Orta nişte sonradan yerleştirilen, caminin kitabesi bulunmaktadır.
Kemer üzengi seviyesinden başlayan, dışa çıkıntılı profilli kuşak, üç sıra kirpi saçaklı kalkan duvarının altını dolanmaktadır.
Cephe; üç sıra tuğla, bir sıra kesme taş, aralarında dikey, tek sıra tuğla ile kurulmuştur.
Kemer boşlukları sonradan demir konstrüksiyonlu camekânla kapatılmıştır.

Asıl ibadet mekanının üstünü örten kubbe, dıştan sekizgen kasnaklı, üstten kurşunla kaplıdır.
İçeride, aktarmalar, büyük boyda baklava motifleri veren, bir kuşakla sağlanmış bulunmaktadır.

Güney duvarında iki alt pencere kapatılarak dolaba dönüştürülmüştür.
Alt sırada altı, üstte dört, kubbe kasnağında açılan üç sivri kemerli pencereyle caminin içerisinin aydınlanması sağlanmıştır.

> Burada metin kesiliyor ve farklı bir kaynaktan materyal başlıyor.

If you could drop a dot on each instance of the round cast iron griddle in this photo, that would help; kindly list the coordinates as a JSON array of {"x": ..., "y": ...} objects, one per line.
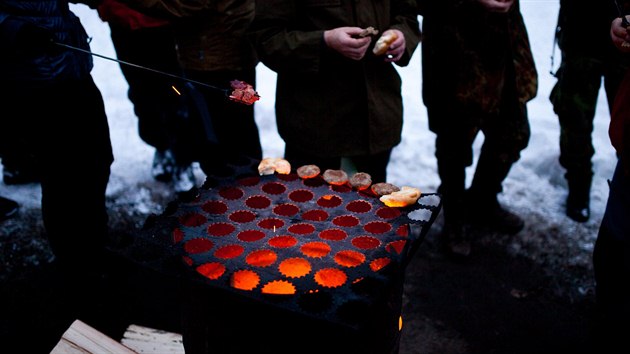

Yarım daire kesitli mihrap nişi, dokuz sırayla düzenlenmiş mukarnaslardan oluşmaktadır.
Dikdörtgen çerçeveli, dış köşeliklerde sütunçeleri bulunan mihrap, kalın bir yağlı boya tabakasıyla kapatılmış, üzerine kalem işi ile Ayet-el Kürsî yazılmıştır.

Minareye son cemaat mahallinin batısındaki bir kapıdan çıkılmaktadır.
Tuğla ve taş örgülü minare kaidesinden üçgenler aracılığı ile yirmi dört dilimi bulunan tuğla gövdeye geçilmektedir.
Beş sıra kirpi saçaklı diziye sahip olan şerefe altı, kademeli olarak genişletilmiştir.
Peteği yıkık olan minare, 1953 yılında Bursa Eski Eserleri Sevenler Kurumu tarafından aslına uygun olarak tadilattan geçirilmiştir.
Aynı yıl, cami bünyesinde de tamirat yapılmıştır.
Minarenin korkuluğu demir parmaklıklı, petek kısmı gövdenin devamı şeklindedir.
Yapı günümüzde sağlam ve ibadete açıktır.